Updated: Jun 10, 2021

A writer walks into a bar … then orders a drink and hides in a

booth because they have to write. That’s the life of a writer,

right? Who are we if not people hiding in quiet corners of

coffee shops, cottages, book nooks and corners of our homes just

to steal a moment of peace to write down our next big idea. It’s

those moments that feed our soul.

As a teenager I had a myriad of ridiculous jobs (as most

teenagers do). It wasn’t my career job. It was my gas money job,

and, let’s face it, my beer (or in my case) wine money job. I

did everything from cleaning rooms at a B&B to bussing tables at

the local Supper Club (Midwestern thing). At each and every one

of those jobs, I was often busted for taking time out to

‘daydream.’ (I remember I was once busted for writing in the

cooler while working at a flower shop).

What people (and when I say people I mean my parents) called

daydreaming, I insisted was something I couldn’t help. It was

that moment a character would be screaming at me to let them

move forward in their story. Often I would scribble a note down

on the pad of paper in the room I was cleaning or on a napkin on

the bussers station and then go home and continue the story. To

me those jobs were a distraction. I wondered when, if ever, I

could simply do the one thing I knew I wanted to do for a living

– write (and hopefully one day find a publisher.)

Trying to make a living as a writer is easy. It’s as easy as

juggling fire sticks after 7 shots of Tequila at your niece’s

graduation party because “the magician made it look easy,” or

enjoying a cappuccino with Big Foot or finding friendly aliens

who will help you hatch a plan to solve global warming. You get

the idea.

I know a select few people have had a different path. Some

people out there may be reading this thinking about how easy it

was for them to make a living as a writer (If that’s you, I

applaud you and want you to know that you’re an inspiration to

us all but make sure to ask Big Foot if he would like some extra

foam on his cappuccino), but for the most part, I find, when I

speak to writers, I hear the same things over and over,

  • “How come I can’t get anyone to read my work?”
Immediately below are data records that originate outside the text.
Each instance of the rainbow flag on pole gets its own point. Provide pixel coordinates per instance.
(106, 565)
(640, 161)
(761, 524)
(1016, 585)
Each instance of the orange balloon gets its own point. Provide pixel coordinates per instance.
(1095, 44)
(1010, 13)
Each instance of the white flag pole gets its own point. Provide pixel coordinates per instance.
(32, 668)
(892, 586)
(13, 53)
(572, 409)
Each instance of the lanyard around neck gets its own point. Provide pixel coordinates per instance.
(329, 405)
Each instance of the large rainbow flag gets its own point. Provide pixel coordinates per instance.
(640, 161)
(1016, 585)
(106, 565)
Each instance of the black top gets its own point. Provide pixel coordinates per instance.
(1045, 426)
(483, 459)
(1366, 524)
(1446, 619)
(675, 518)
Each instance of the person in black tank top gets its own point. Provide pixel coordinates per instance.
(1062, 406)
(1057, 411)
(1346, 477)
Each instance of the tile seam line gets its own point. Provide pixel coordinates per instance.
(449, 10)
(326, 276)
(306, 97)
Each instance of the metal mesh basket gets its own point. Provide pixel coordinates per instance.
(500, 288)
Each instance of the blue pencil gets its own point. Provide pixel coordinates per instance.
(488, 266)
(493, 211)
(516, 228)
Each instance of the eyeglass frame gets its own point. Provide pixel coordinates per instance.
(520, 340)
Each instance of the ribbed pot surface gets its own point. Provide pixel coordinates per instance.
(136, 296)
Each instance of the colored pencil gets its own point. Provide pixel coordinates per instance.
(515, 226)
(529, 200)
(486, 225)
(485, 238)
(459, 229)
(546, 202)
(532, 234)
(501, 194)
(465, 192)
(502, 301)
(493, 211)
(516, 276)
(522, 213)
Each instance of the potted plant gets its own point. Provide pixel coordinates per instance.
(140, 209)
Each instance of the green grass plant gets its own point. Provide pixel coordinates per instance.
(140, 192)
  • “How come I need an agent?”

  • “Why does it feel so impossible to get published?”

And then there is the whole world now of publishing and self-

publishing. How do we as writers navigate that?

I hope to shed some light on that through this blog as well as

the classes I offer through Pen Bird Press, but the best advice

I can offer (which I learned through having my first book

published) is that as writers, we have to be our best advocates.

Research any publisher you think may be a good fit for your

book. Hire an editor before you send your manuscript to a

publisher, and by all means, hire a lawyer to look over your

contract when you finally get one. This is just the tip of the

proverbial iceberg for what we as writers need to know in the

process of seeking a publisher. I know I wanted to start this

publishing company to make the process easier for writers, but

more than that, to give them more creative control over their

work. We are storytellers, and while, we may hide in flower

store coolers crafting our work, we also want nothing more than

to share that work with the world one day.

I hope Pen Bird Press will be a safe haven for writers to come

and share their thoughts, ask questions, but more than that,

know that what they have to offer the world is worthy – and

maybe then juggling fire sticks won’t seem so impossible.

Perhaps skip the shots of Tequila beforehand.